Last week we went camping at a campground on Lake Huron. One night Geoff and I took the boys down to the beach and watched the sunset.
It was beautiful...there really is nothing like a Lake Huron sunset. The water was fairly calm, the wind was gentle...it was a peaceful and calm moment.
Within hours though we were hearing the rumbles of thunder. The kids were getting very agitated and you could feel the storm in the air.
We put the kids to bed and as the wind picked up we decided to walk back to the lake to see the storm rolling in. It looked a bit like this only much darker and many more clouds.
As I lay in bed that night listening to the rain pounding on the trailer and hearing the wind howling (incidentally there was a tornado warning in effect so it was quite a storm!!!) I was struck by the contrast of the evening and by how that reflects parts of my life.
My pregnancy with the twins wasn't all picturesque like the sunset picture but most of that was my own doing....the stress of the arrival of twins took it's toll on me at times but really I was very lucky to have no health concerns. I enjoyed the time being pregnant with the twins... the ever-growing belly, the tiny flutterings I felt so early, the many ultrasounds. I loved telling people I was having twins, I loved planning for their arrival. I never once considered that the outcome would be anything but a close to full term (for twins) delivery and two healthy babies coming home. I shopped for twin gear, set my mind on finding as much used as I could. I imagined the work of two babies, but I lived for the joy of doing things with two little mirror images, of watching them grow up together and of watching others watching us...multiples attract so much attention!!!
I didn't plan for a storm, especially not one as destructive as TTTS. I wasn't ready, I didn't practice tornado drills or learn how to rush to the basement to be safe from the destruction of this storm. My heart sunk when I learned of the diagnosis and it shattered as the fierce winds of TTTS crashed into my womb, stealing one child and spinning the life of the other in serious peril. Maybe it was actually more like an earthquake with a the initial destruction and then many aftershocks....the blood transfusion, my water breaking, my hospitalization, the ups and downs of being away from home, the strange test results, the arrival of my boys...one full of life, one still and quiet, and then the weeks and months of grieving and coping.
Definitely a storm I wasn't prepared for. But is anyone ever really prepared for the storms of life? Is there a way to be prepared for the storms of life? Can you ready your heart for grief, for loss, for disappointment?
In my opinion, no...not really. But you can know that through it all God is with you. He is there, holding you up as you here the most devastating news of your life...'I'm sorry, this baby has no heartbeat.' He's there for you when you don't know what to do, what the future holds...'we might be just saving a very sick baby'. He holds you in the palm of his hand and keeps you safe when no one can really be sure what is going on...'Mrs. Tummers, there is a very good chance you will have this baby in the next 24-48 hours....he's very underweight, he'll need ventilation support...he has a 60% chance of surviving and may have neurological damage'. And He's there enveloping you in His love when the most emotional events of your life leave you so filled with mixed emotions and so raw that anything and everything can make you cry...'he's fine, he's doing great, listen to his cry.... Jodie, here is Cole, he's perfect and beautiful'...so tiny and so still.

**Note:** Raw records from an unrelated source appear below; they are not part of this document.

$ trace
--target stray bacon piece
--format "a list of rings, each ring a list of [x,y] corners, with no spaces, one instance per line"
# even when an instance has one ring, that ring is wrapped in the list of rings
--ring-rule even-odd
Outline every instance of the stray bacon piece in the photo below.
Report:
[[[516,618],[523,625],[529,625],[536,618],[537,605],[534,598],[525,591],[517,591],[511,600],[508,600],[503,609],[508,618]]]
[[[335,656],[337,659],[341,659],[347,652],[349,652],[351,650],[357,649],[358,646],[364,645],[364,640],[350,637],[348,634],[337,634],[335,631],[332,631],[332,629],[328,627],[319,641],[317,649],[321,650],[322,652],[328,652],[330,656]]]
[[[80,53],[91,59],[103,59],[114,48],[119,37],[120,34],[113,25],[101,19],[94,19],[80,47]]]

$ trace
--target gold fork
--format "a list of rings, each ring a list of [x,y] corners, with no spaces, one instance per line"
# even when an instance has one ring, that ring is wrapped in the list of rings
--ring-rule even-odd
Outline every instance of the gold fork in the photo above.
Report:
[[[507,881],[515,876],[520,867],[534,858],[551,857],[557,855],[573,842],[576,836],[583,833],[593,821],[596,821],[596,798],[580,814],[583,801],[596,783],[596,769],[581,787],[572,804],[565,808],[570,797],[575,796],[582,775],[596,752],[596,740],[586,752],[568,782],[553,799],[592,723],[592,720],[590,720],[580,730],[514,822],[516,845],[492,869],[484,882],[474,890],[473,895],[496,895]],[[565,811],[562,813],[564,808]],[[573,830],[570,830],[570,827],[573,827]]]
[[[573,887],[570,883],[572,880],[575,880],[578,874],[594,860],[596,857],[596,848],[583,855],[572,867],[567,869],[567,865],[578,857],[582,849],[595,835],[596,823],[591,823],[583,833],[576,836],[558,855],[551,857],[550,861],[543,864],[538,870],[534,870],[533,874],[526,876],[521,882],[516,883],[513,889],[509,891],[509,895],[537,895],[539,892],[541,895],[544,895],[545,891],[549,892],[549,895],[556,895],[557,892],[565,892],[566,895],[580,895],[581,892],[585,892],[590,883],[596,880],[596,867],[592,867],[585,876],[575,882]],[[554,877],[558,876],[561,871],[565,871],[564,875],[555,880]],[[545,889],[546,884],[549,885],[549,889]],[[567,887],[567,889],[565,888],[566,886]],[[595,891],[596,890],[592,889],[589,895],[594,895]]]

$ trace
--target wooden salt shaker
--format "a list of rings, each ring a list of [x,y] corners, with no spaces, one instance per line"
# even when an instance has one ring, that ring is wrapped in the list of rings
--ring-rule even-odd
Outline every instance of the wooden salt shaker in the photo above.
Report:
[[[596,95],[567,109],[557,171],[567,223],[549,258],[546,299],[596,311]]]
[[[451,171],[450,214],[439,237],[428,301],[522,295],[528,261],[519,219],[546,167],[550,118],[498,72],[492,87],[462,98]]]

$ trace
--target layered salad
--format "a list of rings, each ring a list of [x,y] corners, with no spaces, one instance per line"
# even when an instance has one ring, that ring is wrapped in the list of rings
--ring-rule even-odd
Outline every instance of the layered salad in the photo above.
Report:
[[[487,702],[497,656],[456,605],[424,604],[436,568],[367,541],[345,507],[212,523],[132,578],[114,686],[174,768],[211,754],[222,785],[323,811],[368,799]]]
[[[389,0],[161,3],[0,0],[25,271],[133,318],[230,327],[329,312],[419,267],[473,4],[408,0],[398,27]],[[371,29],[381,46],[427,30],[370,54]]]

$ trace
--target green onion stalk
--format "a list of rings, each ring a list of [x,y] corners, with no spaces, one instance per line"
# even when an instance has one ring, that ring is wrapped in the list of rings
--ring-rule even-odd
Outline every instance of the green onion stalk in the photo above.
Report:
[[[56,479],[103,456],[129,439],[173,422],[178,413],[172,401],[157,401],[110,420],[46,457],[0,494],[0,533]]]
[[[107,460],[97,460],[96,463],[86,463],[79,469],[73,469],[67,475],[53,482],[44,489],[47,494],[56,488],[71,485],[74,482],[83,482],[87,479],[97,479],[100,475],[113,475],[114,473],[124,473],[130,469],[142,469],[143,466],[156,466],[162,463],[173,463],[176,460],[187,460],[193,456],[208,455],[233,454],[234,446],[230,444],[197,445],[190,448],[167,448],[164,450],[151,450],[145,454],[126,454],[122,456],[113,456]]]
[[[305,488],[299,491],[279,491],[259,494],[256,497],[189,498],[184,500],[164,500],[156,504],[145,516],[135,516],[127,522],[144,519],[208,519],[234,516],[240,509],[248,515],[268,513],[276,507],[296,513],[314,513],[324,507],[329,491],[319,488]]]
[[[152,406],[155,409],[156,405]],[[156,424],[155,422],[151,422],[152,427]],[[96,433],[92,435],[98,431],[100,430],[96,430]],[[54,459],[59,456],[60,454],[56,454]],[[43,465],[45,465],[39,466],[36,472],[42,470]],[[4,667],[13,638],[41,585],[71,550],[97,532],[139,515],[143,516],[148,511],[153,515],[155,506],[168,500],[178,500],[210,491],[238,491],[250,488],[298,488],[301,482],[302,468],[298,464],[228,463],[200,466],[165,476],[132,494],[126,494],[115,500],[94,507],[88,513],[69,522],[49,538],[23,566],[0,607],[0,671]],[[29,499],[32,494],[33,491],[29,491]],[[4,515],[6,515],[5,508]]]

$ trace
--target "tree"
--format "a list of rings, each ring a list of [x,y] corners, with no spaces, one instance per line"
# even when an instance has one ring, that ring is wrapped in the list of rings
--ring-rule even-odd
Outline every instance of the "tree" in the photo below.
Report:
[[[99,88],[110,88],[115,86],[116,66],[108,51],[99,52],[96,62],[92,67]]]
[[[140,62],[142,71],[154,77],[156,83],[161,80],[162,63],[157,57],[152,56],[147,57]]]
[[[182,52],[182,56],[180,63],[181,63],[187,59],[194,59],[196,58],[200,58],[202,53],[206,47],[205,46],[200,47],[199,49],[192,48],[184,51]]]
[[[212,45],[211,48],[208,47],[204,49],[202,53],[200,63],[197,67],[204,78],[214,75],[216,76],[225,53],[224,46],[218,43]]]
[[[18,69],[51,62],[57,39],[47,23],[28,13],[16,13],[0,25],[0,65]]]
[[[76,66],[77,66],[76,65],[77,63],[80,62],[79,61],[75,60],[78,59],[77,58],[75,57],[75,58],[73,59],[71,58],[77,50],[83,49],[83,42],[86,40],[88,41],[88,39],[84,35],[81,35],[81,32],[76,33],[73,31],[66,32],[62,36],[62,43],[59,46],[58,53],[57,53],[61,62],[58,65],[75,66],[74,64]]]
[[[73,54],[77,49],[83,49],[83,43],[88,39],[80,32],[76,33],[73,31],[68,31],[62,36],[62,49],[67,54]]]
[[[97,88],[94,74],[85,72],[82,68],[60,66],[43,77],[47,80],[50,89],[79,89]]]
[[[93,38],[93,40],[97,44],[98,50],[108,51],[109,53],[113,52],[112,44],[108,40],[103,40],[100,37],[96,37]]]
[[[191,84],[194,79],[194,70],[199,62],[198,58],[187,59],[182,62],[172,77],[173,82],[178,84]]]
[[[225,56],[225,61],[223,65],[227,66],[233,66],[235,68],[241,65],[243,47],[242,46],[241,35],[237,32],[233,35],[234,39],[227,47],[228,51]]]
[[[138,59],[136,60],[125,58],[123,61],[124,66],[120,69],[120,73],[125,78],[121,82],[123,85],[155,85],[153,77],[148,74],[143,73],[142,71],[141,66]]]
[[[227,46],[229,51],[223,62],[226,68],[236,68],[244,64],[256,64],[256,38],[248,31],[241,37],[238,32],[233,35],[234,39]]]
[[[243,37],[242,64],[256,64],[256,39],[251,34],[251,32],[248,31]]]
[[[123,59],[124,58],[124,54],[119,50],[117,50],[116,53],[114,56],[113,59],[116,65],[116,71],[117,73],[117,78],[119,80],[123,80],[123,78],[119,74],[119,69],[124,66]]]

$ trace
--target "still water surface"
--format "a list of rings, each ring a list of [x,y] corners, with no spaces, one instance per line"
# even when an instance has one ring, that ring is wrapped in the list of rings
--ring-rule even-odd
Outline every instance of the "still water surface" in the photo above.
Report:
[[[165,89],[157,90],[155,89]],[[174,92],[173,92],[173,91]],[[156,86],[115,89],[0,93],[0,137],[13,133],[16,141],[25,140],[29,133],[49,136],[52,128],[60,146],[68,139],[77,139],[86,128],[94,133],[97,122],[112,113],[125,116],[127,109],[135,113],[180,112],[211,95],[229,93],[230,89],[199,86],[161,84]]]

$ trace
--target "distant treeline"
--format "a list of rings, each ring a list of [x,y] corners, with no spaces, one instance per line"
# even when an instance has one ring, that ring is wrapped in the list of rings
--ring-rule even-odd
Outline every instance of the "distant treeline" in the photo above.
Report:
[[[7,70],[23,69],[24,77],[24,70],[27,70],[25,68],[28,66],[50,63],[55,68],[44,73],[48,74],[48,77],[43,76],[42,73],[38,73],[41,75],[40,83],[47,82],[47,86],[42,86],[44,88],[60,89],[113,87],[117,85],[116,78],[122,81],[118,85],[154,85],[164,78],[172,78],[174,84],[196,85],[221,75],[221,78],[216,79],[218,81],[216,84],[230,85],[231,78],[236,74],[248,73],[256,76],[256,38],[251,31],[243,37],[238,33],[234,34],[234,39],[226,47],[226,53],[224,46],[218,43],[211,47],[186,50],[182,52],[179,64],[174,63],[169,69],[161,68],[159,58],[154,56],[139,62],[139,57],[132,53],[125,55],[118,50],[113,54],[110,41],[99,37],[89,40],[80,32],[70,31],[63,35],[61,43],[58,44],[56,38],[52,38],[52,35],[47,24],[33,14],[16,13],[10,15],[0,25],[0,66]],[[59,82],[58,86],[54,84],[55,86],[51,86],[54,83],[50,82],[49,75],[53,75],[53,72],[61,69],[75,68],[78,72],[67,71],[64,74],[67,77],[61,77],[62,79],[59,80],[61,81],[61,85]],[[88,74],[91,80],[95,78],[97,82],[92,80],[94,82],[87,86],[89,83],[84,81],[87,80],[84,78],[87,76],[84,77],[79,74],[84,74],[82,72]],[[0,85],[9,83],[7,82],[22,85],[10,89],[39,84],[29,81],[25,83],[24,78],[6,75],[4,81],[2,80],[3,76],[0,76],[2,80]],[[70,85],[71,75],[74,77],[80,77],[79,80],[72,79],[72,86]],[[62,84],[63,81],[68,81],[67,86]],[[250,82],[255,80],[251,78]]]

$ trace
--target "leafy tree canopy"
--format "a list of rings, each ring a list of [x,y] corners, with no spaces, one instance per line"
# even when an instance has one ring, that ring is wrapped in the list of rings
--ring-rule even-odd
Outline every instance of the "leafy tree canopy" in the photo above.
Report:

And through it all love remains...it is the steadfast bond that holds us all together....keeps us strong in the storms of life.
I found these words of this song, Love Remains by Colin Raye running through my head...
We are born one fine day
"Children of God on our way
Mama smiles daddy cries
Miracle before their eyes
They protect us til' we're of age
Through it all love remains"
"Kingdoms come and go but they don't last
Before you know the future is the past
In spite of what's been lost
Or what's been gained
We are living proof that love remains"
"We all live we all die
But the end is not goodbye
The sun comes up the seasons change
But throught it all love remains
An eternal burning flame
Hope lives on and love remains"
And it is just so true. Life goes on, things change, storms blow in and out but through it all God is with us and Love Remains. You can't plan for it, can't prepare yourself for the future. But you can trust God and know that He is here for you. You can know that you will make it through this with the love of Him, the love of your lost loved one, of your family, your friends and of yourself. You will see that beautiful sunset again, it will always return. And really, it is always there, in behind the clouds, the wind, the thunder and even the devastation...the beauty is always there....you just have to look.